MetadataValidationError: Additional properties are not allowed ('newKey' was unexpected)

Failed validating 'additionalProperties' in schema:
    OrderedDict([('additionalProperties', False),
                 ('codec', 'json'),
                 ('properties',
                  OrderedDict([('accession',
                                OrderedDict([('description',
                                              'ENA accession number'),
                                             ('type', 'string')])),
                               ('pcr',
                                OrderedDict([('description',
                                              'Was PCR used on this '
                                              'sample'),
                                             ('name', 'PCR Used'),
                                             ('type', 'boolean')]))])),
                 ('required', ['accession', 'pcr']),
                 ('type', 'object')])

On instance:
    {'accession': 'Bob1234', 'newKey': 25, 'pcr': True}

To set the top-level metadata, just assign it. Validation and encoding happen as specified by the top-level metadata schema

tables.metadata_schema = basic_schema  # Allows new fields to be added that are not validated
tables.metadata = {"mean_coverage": 200.5}
print(tables.metadata)
{'mean_coverage': 200.5}

Note

Provenance information, detailing the origin of the data, modification timestamps, and (ideally) how the tree sequence can be reconstructed, should go in Provenance, not metadata.
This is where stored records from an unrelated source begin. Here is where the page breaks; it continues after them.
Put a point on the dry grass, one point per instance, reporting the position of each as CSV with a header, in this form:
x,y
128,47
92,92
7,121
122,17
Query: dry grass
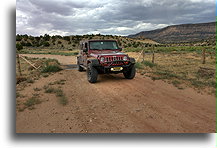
x,y
179,69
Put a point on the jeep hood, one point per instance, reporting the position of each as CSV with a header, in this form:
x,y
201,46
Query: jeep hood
x,y
110,53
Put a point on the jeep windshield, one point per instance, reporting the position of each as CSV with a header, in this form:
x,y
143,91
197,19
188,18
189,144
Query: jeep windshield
x,y
101,45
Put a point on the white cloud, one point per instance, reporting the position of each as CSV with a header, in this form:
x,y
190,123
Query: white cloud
x,y
66,17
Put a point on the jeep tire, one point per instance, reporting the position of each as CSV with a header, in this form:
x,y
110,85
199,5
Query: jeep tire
x,y
79,67
130,73
92,73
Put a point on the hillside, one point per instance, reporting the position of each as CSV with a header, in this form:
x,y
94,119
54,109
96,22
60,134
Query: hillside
x,y
184,33
72,42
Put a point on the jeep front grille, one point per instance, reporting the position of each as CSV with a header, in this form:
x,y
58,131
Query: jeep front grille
x,y
110,59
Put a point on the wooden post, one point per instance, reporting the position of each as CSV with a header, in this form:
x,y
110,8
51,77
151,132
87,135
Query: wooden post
x,y
152,53
139,56
204,56
18,64
143,56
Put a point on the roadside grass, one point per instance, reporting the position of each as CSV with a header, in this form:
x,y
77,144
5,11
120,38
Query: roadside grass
x,y
51,65
180,69
30,75
49,51
178,49
62,99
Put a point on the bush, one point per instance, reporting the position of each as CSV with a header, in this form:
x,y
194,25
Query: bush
x,y
19,46
51,65
46,44
150,64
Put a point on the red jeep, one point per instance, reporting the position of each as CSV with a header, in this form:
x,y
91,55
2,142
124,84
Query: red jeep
x,y
104,56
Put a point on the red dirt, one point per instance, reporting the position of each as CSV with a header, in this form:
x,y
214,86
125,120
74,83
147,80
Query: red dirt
x,y
115,105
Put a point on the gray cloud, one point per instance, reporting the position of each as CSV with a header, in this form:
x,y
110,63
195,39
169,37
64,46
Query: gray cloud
x,y
66,17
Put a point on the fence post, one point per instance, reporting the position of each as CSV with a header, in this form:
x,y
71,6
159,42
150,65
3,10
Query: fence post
x,y
152,53
18,62
143,55
204,56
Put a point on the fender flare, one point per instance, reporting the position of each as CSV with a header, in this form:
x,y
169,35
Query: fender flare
x,y
132,60
95,62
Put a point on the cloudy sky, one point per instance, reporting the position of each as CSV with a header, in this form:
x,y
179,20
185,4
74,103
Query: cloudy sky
x,y
116,17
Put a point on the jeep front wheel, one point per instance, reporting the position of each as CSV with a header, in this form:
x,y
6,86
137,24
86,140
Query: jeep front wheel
x,y
130,73
91,73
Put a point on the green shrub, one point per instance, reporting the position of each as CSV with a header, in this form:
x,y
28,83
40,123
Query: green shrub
x,y
150,64
19,46
51,65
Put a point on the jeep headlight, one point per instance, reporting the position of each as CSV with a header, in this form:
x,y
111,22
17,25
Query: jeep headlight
x,y
102,59
125,58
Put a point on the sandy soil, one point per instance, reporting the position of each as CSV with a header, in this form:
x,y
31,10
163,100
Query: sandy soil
x,y
115,105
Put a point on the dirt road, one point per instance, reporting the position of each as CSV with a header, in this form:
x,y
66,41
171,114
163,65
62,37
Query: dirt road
x,y
115,105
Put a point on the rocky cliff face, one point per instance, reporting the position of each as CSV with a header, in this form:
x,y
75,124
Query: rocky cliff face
x,y
180,33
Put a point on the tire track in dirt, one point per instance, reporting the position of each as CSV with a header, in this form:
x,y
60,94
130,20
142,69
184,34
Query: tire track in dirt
x,y
117,105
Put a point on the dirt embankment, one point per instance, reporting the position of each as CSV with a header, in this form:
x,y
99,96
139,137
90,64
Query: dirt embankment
x,y
115,105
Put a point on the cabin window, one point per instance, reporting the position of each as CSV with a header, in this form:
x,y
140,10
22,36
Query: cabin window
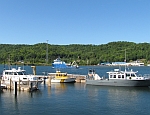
x,y
24,78
119,76
114,76
110,76
20,73
132,75
127,75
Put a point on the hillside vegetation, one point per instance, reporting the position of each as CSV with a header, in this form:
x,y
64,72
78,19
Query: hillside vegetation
x,y
82,54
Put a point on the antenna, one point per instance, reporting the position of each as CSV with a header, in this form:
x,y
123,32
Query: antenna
x,y
125,60
47,52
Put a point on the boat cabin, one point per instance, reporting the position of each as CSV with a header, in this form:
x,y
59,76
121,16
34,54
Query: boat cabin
x,y
117,74
60,75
To modify a schema — for example to add a key — first get the dict representation, modify, then write back:

schema_dict = tables.individuals.metadata_schema.schema
schema_dict["properties"]["newKey"] = {"type": "integer"}
tables.individuals.metadata_schema = tskit.MetadataSchema(schema_dict)
# Now this will work:
new_id = tables.individuals.add_row(metadata={'accession': 'abc123', 'pcr': False, 'newKey': 25})
print(tables.individuals[new_id].metadata)
{'accession': 'abc123', 'newKey': 25, 'pcr': False}

To modify the metadata of rows in tables use the Metadata for bulk table methods.

Viewing raw metadata

If you need to see the raw (i.e. bytes) metadata, you just need to remove the schema, for instance:

individual_table = tables.individuals.copy()  # don't change the original tables.individual

print("Metadata:\n", individual_table[0].metadata)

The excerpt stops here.